Further, the policy on promotion of City Compost is a major initiative which aims at the twin objectives of making cities cleaner and utilising the city garbage as compost for improving soil health. Under this policy, for the first time market development assistance of Rs 1500 per MT will be provided to scale up production and consumption of the product.
SSP is a phosphatic multi-nutrient fertiliser which contains 16 per cent phosphate, 11 per cent sulphur, 16 per cent calcium and some other essential micro-nutrients. Because of the simple production technique, it is one of the cheapest chemical fertiliser available. It is more suited for crops like oilseeds, pulses, horticulture, vegetables, sugarcane, etc.
From 01.10.2009, it was made mandatory for the SSP units to utilise minimum 50 per cent of their recognised production capacity or to produce 40,000 MT, whichever is less, per year to become eligible for subsidy. There was some capacity addition in the beginning, but for the last four years the production and consumption of SSP in the country has remained more or less stagnant.
Due to this minimum capacity utilisation criteria, large number of small SSP units which failed to reach this level were not able to avail of subsidy, in spite of having passed the subsidy benefit to the farmer in the form of lower MRP. Many units because of this apprehension, did not commence production. Non eligibility to receive subsidy created financial problems including working capital issues for SSP units, which also resulted in loss of capacity. The new units were also finding it difficult to achieve this production criteria as reasonable time is required to establish their brand name and to increase the market share due to inadequate availability of dealers’ network. Further, this minimum production criteria was applicable only to SSP and not to other P&K fertilisers.

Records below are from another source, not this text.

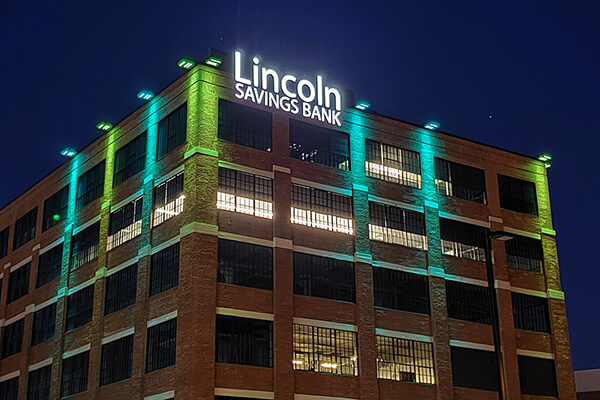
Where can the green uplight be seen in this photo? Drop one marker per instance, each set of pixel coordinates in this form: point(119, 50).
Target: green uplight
point(213, 61)
point(104, 126)
point(145, 95)
point(185, 63)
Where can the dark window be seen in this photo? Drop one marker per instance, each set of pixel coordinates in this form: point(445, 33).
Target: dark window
point(18, 283)
point(524, 253)
point(244, 341)
point(468, 302)
point(9, 389)
point(44, 323)
point(84, 246)
point(245, 193)
point(245, 125)
point(397, 225)
point(325, 350)
point(458, 180)
point(405, 360)
point(4, 242)
point(319, 145)
point(164, 272)
point(324, 277)
point(130, 159)
point(172, 131)
point(537, 376)
point(530, 313)
point(117, 360)
point(90, 186)
point(475, 369)
point(55, 208)
point(517, 195)
point(12, 338)
point(393, 164)
point(463, 240)
point(245, 264)
point(321, 209)
point(161, 345)
point(49, 265)
point(25, 229)
point(74, 374)
point(401, 290)
point(120, 289)
point(38, 387)
point(80, 308)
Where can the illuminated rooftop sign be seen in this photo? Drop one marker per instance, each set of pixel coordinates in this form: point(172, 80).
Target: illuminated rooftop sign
point(311, 99)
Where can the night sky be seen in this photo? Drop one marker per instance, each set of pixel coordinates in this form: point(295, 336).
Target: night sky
point(521, 75)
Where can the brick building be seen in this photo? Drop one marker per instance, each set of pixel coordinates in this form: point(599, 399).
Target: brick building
point(207, 247)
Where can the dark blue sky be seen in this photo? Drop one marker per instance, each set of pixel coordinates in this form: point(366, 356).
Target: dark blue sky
point(534, 66)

The new policy to remove the minimum capacity utilisation criterion would put the SSP units on the same footing as other fertilisers and they would be eligible for subsidy irrespective of quantity of SSP produced and sold for agriculture purposes.
This will help revive smaller SSP units and encourage new SSP units to come up in the country to further boost indigenous production of SSP. It would also provide freedom to the SSP manufacturers to plan their production as per the market dynamics. SSP is also considered as a substitute to DAP, which is largely import based. Growth of SSP industry will not only increase domestic production of phosphatic fertilisers but also its consumption and partly act as a substitute for more costly DAP.
This would also encourage the evolution of a robust mixed fertiliser market with diversified micro-nutrients to promote balanced fertilisation of the soil.
This would be uniformly applicable to all fertilisers and provide a level playing field.